I was of course, totally unaware of all the commotion I had caused!

I was taken in the ambulance with lights and sirens going, to Bedford Hospital where they eventually revived me. I was lucky to still be alive, my lungs had filled with Carbon Dioxide and the dreadful headaches I had been experiencing for ages were Carbon Dioxide poisoning!

No wonder I was out of breath and falling asleep on the red sofa all the time. To be honest I was running out of steam quite literally!

A week then followed in Bedford Hospital, one of the strangest weeks of my life! I sometimes wonder if I was dreaming or maybe it was my brain settling down again.

Followed by four civilised days in Papworth, and home with a Nippy which ventilates me while I sleep.

So here I am, still alive, thanks to Bedford Hospital and the staff.

A week in hospital weakened my legs so I now walk with a frame, my Mother’s!The headaches have gone, I have an interest in life again but my hands and back are weakening!

It isn’t easy but we’re coping!

We now sleep downstairs in the study and our home is full of flowers, cards and delicious food that arrives regularly from friends in the village.

Today Gareth the plumber arrived! The wet room is being made using the utility room and the downstairs loo! He has stripped out everything but the loo!

This, of course, leaves me with a predicament for a while! Have just been, thank goodness he left the soap dish behind so I have something to hold on to! I felt pretty vulnerable to be honest!

The new wet room will be ready just in time I think.

These were my reflections a year ago. After a summer of going downhill.

I had lost over two stones in weight and had numerous falls, including breaking my ankle.

Only two and a half years ago I marched up a hill on the Isle of White and thought how blessed I was to be so strong and healthy!

Now life is very changed.

The community health support is wonderful, I have a power wheelchair and transfer using a Zimmer frame.

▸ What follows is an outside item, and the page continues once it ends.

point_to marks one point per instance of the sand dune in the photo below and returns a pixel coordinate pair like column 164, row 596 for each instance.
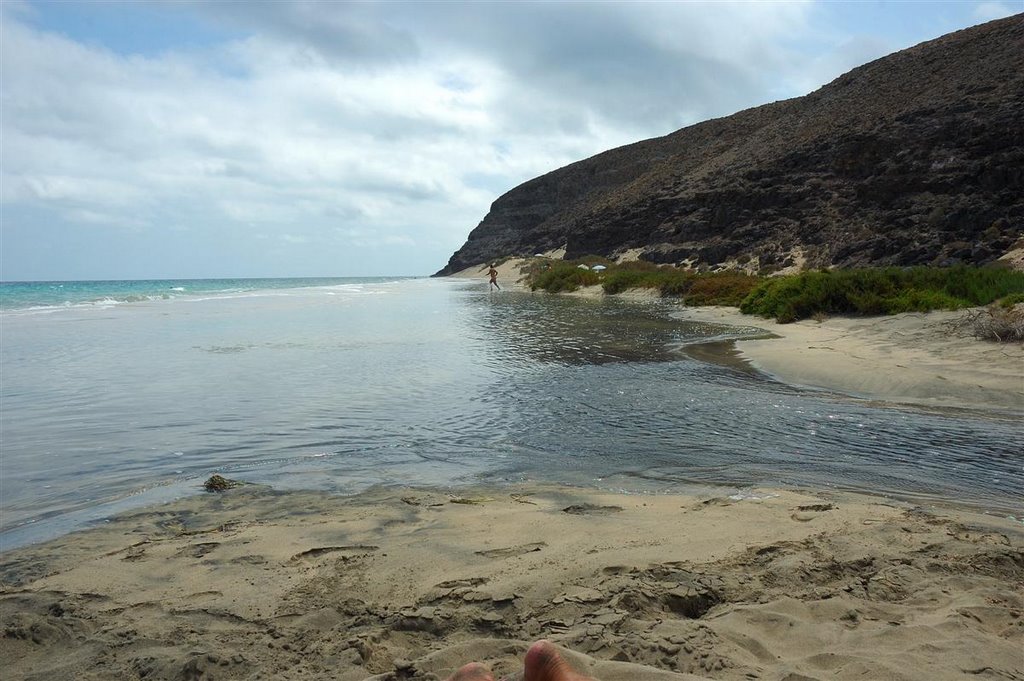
column 411, row 584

I no longer have a voice and rely on my iPad for communication. The synthetic voice can sound very bossy and has taken time to get used to.

This is my most frustrating loss by far! My voice has been well used over the years! I sang and played the guitar.

It’s an agony when people just can’t understand you.

I tire very quickly and am often short of breath.

Meals are soft as swallowing is difficult.

Now my hands are going so typing is tiring.

Kelly and Tina are terrific at managing the decline and keeping morale high, we laugh and cry (me) together!

Friends and family have been truly amazing!

I am a Christian and have been surrounded by prayer and kindness.

From being a very active person, I have become a dependent individual totally relying on other people to keep going, particularly my poor, long suffering husband!

I always need purpose, so I write stories and illustrate them for my Grandchildren.

I am still involved in our farm as a partner so I am ‘busy’ in my own way.

We have another Grandchild due soon so there is plenty to think about.

I do worry about getting even weaker and more dependent as is the nature of MND.

If a cure could be found it would be amazing!

No one really knows why it happens, there are only theories.

At present there is no cure but they are getting closer!

Thank you so much for raising money to help with research. It’s so encouraging , there must be a solution somewhere it’s just finding it!

Bless you all and enjoy your walking!